For those with aspirations of at-home butchery, you can make your own bangers or kielbasa with a home sausage stuffer. A smaller 5-pound model fits easily within a non-professional kitchen and will have you stuffing links in no time.
Beer making has been around since early civilization stumbled upon the fermentation process, but it used to be a challenge to find the right ingredients and tools. Now, it’s a cinch to get started making beer at home. The most basic home brewing kits include a fermentation bucket, bottling bucket, thermometer, hydrometer, tubing, siphon, and capper. You’ll need to invest a little more to up your game to a keg system.
The meals our grandmothers made were likely cooked without ever taking out a measuring cup. And though most of us would viciously defend our grandmothers cooking, if we want to mimic professional chefs its time to start getting precise about measurements. Rosenblum explains it this way, "Strictly measuring ratios is something people dont learn at home, while chefs have typically treated cooking more as a science." A good digital scale doesn't have to be expensive, but it will allow you to get more exact in the kitchen something especially important for baking or molecular gastronomy.
Like a scale, a thermometer helps a cook to be more accurate. However, not just any thermometer will do. "Most of the time when you see the phrase 'instant read' it’s a misnomer," warns Rosenblum. "It’s not really an instant temperature read, more like 10 seconds." A high-tech infrared thermometer like this one has a higher ranger (-67 to 682 degrees), takes faster reads, and can measure both surface and internal temperature.
"The Vitamix is really a professional-grade machine that goes far beyond any tool that a home cook would normally own," explains Rosenblum. Beyond its classic application as a high-tech juicer, the Vitamix can make soup just from the heat created by the friction of the ingredients, nut butters, sauces, and even ice cream.
"Really good knives are still the realm of chefs," says Rosenblum. It can’t be stressed enough that if you want to cook like a pro, you have to start with your cutlery. Though a durable knife can be found in the $100-range, "that’s like the Honda or Toyota of knives," explains Rosenblum. "It’s durable and will last a long time, but isn’t as slick and doesn’t go as fast." For the Ferrari of knives, look for something like this Japanese-style carbon steel blade.

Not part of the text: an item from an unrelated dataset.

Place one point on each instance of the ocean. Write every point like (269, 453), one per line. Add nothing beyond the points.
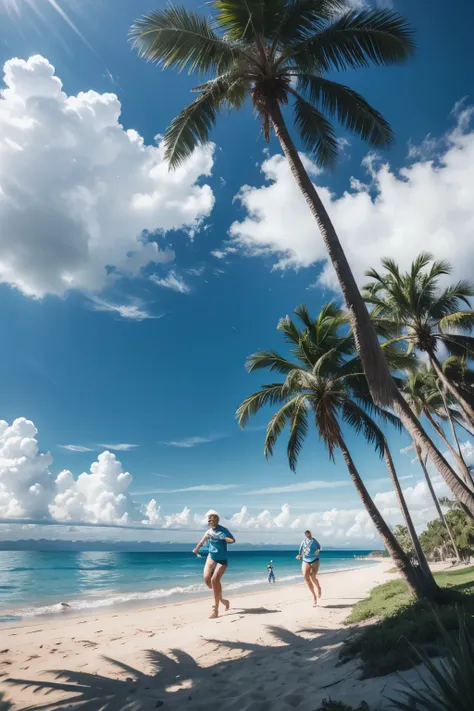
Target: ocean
(35, 583)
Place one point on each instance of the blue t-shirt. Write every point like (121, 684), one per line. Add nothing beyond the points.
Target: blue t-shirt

Want to make crème brûlées that would impress even the staunchest French gourmand, or roast peppers to fiery perfection? You’ll need a culinary torch. A professional-quality torch runs in the $40 to $60 price range, plus the price of lighter gas.
The combi oven is one of those rare gadgets that manages to combine many seemingly disparate cooking functions into one tool. Though the price tag is hefty (smaller models for home kitchens start around $2,000), the multifunctional oven combines grilling, steaming, boiling, frying, and baking functions into one and will actually save you money on other appliances. If that doesn’t sway you, combi ovens allow you to more precisely control cooking temperatures, which means that your dishes will start coming out with professional quality.
Besides the advantage of being able to make homemade Reddi-wip, a culinary whipper allows the home cook to make the kind of fancy foams seen in the creations of gourmet chefs. A culinary whipper such as the Siphon R-Evolution makes both hot and cold foams for those interested in pushing culinary boundaries at home.